I think there are several nuances to this. I'll mention a few:
1) Philosophical: Is giving positive or negative reward intrinsically cruel? -- Say a parent scolds a 3 year old for throwing a cup across the room, or a 6 year old for using a "naughty word", or a 12 year old for punching another child, or a 16 year old for bringing a firework to school. Is all negative reward and brain updates cruel? Or is it cruel or immoral ("child abuse") to give no punishment or reward at all? AIs are not human children, but there are analogies here. I think following the reasoning will conclude either we should have no children (and/or no very capable AIs), or if we do have these, at least some reward shaping is moral.

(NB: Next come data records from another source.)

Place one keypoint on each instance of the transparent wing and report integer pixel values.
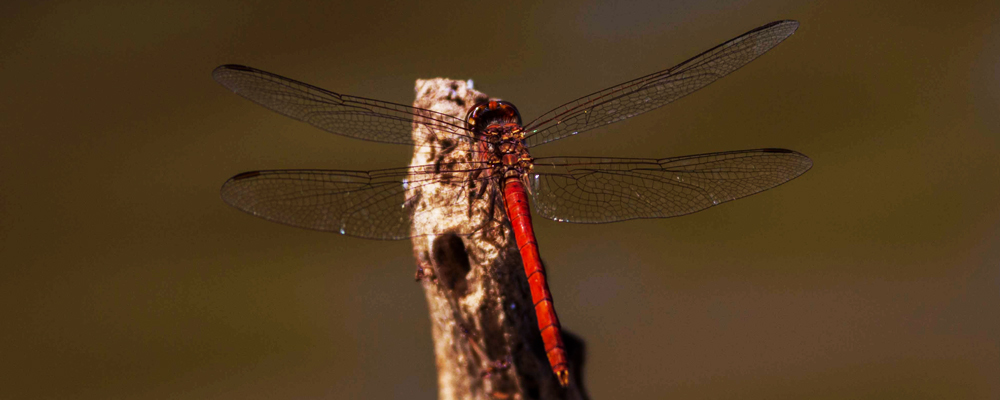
(598, 190)
(368, 204)
(655, 90)
(351, 116)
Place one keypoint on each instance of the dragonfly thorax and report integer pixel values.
(497, 125)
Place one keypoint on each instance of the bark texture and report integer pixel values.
(486, 339)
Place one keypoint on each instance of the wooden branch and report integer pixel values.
(486, 340)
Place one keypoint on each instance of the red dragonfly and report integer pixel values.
(497, 169)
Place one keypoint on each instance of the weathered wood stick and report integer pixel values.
(486, 339)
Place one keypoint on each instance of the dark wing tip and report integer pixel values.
(245, 175)
(220, 72)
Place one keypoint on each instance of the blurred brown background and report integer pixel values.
(875, 275)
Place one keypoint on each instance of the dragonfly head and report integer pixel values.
(492, 117)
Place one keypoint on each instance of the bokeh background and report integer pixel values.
(875, 275)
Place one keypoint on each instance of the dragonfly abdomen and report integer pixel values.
(516, 201)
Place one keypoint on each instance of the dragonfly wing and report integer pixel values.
(351, 116)
(368, 204)
(658, 89)
(598, 190)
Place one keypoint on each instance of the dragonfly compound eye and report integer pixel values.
(490, 115)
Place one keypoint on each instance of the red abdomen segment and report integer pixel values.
(516, 200)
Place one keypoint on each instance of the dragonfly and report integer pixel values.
(497, 168)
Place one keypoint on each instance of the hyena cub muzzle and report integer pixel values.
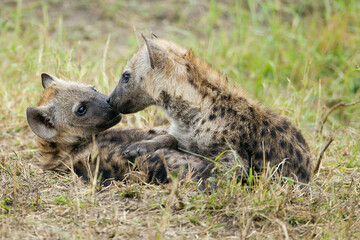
(208, 116)
(72, 122)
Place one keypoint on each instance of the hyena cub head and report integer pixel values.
(68, 111)
(157, 66)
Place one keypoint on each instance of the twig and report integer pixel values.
(168, 174)
(340, 104)
(316, 170)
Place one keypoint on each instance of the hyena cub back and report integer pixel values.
(71, 123)
(206, 113)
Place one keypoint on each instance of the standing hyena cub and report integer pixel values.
(207, 114)
(71, 122)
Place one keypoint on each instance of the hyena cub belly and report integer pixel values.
(71, 123)
(208, 116)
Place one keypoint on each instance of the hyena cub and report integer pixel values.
(207, 114)
(71, 120)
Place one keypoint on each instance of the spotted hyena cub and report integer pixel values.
(208, 116)
(71, 123)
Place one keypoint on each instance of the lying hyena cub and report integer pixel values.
(70, 115)
(207, 114)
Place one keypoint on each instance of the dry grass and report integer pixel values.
(299, 58)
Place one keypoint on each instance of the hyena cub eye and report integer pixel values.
(125, 77)
(81, 110)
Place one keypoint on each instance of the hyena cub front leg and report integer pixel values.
(147, 146)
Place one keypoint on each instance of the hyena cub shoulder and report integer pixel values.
(71, 122)
(206, 113)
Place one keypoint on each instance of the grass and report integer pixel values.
(298, 57)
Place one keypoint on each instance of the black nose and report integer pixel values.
(108, 100)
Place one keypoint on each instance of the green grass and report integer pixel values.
(298, 57)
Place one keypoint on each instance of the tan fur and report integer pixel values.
(81, 145)
(209, 116)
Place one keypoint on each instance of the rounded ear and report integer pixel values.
(47, 80)
(40, 122)
(153, 35)
(153, 50)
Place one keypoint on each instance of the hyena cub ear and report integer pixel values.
(41, 122)
(153, 50)
(47, 80)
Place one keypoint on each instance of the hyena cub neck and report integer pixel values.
(71, 123)
(206, 113)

2) Unclear negatively dominated: You describe "My concern is that in these regards RLHF* is analogous only to unpleasant feelings as far as human consciousness is concerned." It is unclear this kind of only-avoident phrasing is true. Purely pretrained models are somewhat "rambly" (I'll skirt around more technical claims like "have more entropy"). They complete prompts in many different kinds of ways. As models are updated to higher rated kinds of outputs, some outputs are avoided, but some outputs are preferred. Preferring outputs allows new capabilities that non-finetuned models lack (eg, consistently writing correct bug-free code for some complex problems, or following complex multistep instructions without a mistake in the middle).
3) Existing cases of your proposal: If I understand it correctly, your proposals around "see no evil"/"speak no evil" are similar to some techniques used by AI deployers to filter user inputs and outputs. This has limits. It can be costly and not useful if many generations have to be filtered. Additionally, models are being used for a broad problems. When doing alignment tuning, they need to generalize to new problems. By getting a model to not "want" to give instructions for a bomb, it might better understand avoiding harm, and do something like give better medical advice. Additionally, filtering/rewriting gets challenging for complex inputs and outputs (eg, video or motor inputs/outputs). Filtering approaches have a place, but do not fully enable very complex systems. Still, you give an interesting framing of the technique around AI welfare (vs, just systems humans like), and is true that there is room to improve this style of filtering/rewriting techniques.
This is an important area worth iterating on. Thanks for sharing.